The results using the gray and non-gray media approaches are compared with the left end at 150 K and the right end at 100 K. Figure 3 shows a temperature comparison between gray and non–gray media approaches. Figure 4 shows the comparison between gray and non-gray models in terms of fluctuation error. Phonons in the non-gray media approach belong to well-defined polarization branches which is absent in the gray media approach. Thus the non-gray media approach includes many of the physical aspects involved in heat transfer when compared to the gray media approach. Although both gray and non-gray models are equally efficient, the non-gray approach has smaller fluctuations and better stability as shown in Figure 3 and this agrees with the results in the study carried out by Huang, et al. [9] and Jeng, et al. [2].

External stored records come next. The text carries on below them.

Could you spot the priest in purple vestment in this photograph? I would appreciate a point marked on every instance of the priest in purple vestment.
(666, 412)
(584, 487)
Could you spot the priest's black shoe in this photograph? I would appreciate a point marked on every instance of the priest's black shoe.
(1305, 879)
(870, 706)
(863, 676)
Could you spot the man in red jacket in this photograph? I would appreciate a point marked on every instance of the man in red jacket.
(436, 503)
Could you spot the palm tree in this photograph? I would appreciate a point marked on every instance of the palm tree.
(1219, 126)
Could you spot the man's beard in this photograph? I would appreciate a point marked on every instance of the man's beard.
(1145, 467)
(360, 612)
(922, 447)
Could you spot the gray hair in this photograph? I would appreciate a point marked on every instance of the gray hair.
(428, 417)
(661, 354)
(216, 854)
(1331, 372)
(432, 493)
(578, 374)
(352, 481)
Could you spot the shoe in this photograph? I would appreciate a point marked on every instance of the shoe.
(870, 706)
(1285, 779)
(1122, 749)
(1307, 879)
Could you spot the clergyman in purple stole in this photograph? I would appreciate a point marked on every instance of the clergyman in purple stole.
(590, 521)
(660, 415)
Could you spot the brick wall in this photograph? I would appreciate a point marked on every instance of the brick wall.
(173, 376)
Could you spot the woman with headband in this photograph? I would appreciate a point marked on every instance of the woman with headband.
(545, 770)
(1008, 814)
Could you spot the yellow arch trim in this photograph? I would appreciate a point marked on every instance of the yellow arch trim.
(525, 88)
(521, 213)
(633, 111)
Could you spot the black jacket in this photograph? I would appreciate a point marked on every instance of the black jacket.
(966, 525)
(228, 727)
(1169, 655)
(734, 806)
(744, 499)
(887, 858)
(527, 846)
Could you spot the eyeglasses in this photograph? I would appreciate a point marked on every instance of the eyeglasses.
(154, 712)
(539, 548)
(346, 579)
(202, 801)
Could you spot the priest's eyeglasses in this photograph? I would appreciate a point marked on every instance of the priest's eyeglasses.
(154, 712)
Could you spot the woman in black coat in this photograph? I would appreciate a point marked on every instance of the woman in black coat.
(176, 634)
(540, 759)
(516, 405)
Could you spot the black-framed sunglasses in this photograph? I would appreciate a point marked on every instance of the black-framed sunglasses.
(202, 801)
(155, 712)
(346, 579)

When compared to non- gray approach, the gray media approach has more errors in the sub-cells. The maximum relative error is about 3.5%. It is desirable to decrease the error in the simulations when the temperature difference between the two isothermal boundaries is small [10]. The thickness-dependent effective thermal conductivity values predicted by the non-gray model are consistently lower than those predicted by the gray model for the same film thickness. To analyze the dispersion non-gray capabilities, the results for thermal conductivity as a function of the film thickness of the models based on the steady-state temperature distribution are depicted in Figure 5. Figure 5 depicts a comparison between out-of-plane effective thermal conductivity predictions by the gray and non-gray media approaches. As can be seen, the gray media predicts an effective thermal conductivity value that remains close to the bulk value of 148 W / m K down to a film thickness of 1000 nm. Further decreases in the film thickness cause a slight decrease in the effective thermal conductivity down to a film thickness of approximately 400 nm. For films thinner than 400 nm, the decrease in thermal conductivity is more pronounced and the gray media eventually predicts an effective thermal conductivity value of zero for a film of vanishing thickness.

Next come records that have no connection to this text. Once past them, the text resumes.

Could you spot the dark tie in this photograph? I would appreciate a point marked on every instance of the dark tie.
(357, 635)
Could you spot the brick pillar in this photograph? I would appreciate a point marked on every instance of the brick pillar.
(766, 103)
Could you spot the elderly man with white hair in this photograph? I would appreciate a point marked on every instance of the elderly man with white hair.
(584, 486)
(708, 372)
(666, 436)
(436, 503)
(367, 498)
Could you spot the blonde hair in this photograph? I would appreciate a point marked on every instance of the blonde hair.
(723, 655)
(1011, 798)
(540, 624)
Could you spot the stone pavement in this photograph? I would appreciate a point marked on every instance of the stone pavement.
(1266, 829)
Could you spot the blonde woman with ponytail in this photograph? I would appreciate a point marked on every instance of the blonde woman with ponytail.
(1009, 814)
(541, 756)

The non-gray model gives a bulk thermal conductivity value of 153 W / m, which compares well with the value predicted by the gray model, 145 W / m K, and is in good agreement with the experimental value of 148 W / m K [11].

The thickness-dependent effective thermal conductivity predicted by the non–gray model as seen in Figure. 5 is consistently lower than that predicted by the gray model. The above results and models give a better understanding of the gray and non-gray media approaches as it relates to the ballistic conduction of phonon in nano-sized materials. The non-gray model, which includes the effects of nonlinear dispersion relations for all phonon branches, is considered to be more accurate than the gray model due to the improved phonon physics inherently captured by the model, which allows the simulation of multiple discrete phonon frequency bands and the explicit treatment of phonons without simplifying assumptions [12]. This is a considerable improvement from the gray model, which only considers a single phonon mode with a constant propagation speed and is, therefore, unable to capture the behavior of phonon modes characterized by propagation speeds different from the one defined by the non-gray model.

Thermal transport in SiSn nanocomposites was simulated in the ballistic regime between 10 – 300 K using the gray and non-gray media approaches. It was found that the non-gray model, which accounts for dispersion, frequency, and two kinds of scattering events: elastic and inelastic, exhibited numerical predictions with a very close match with experimental data.

The performances of the gray and non–gray models were compared. It was found that the gray model gives reasonably accurate results while the non-gray model provides a more detailed description of the phonon dispersion and scattering and results in smaller approximation errors.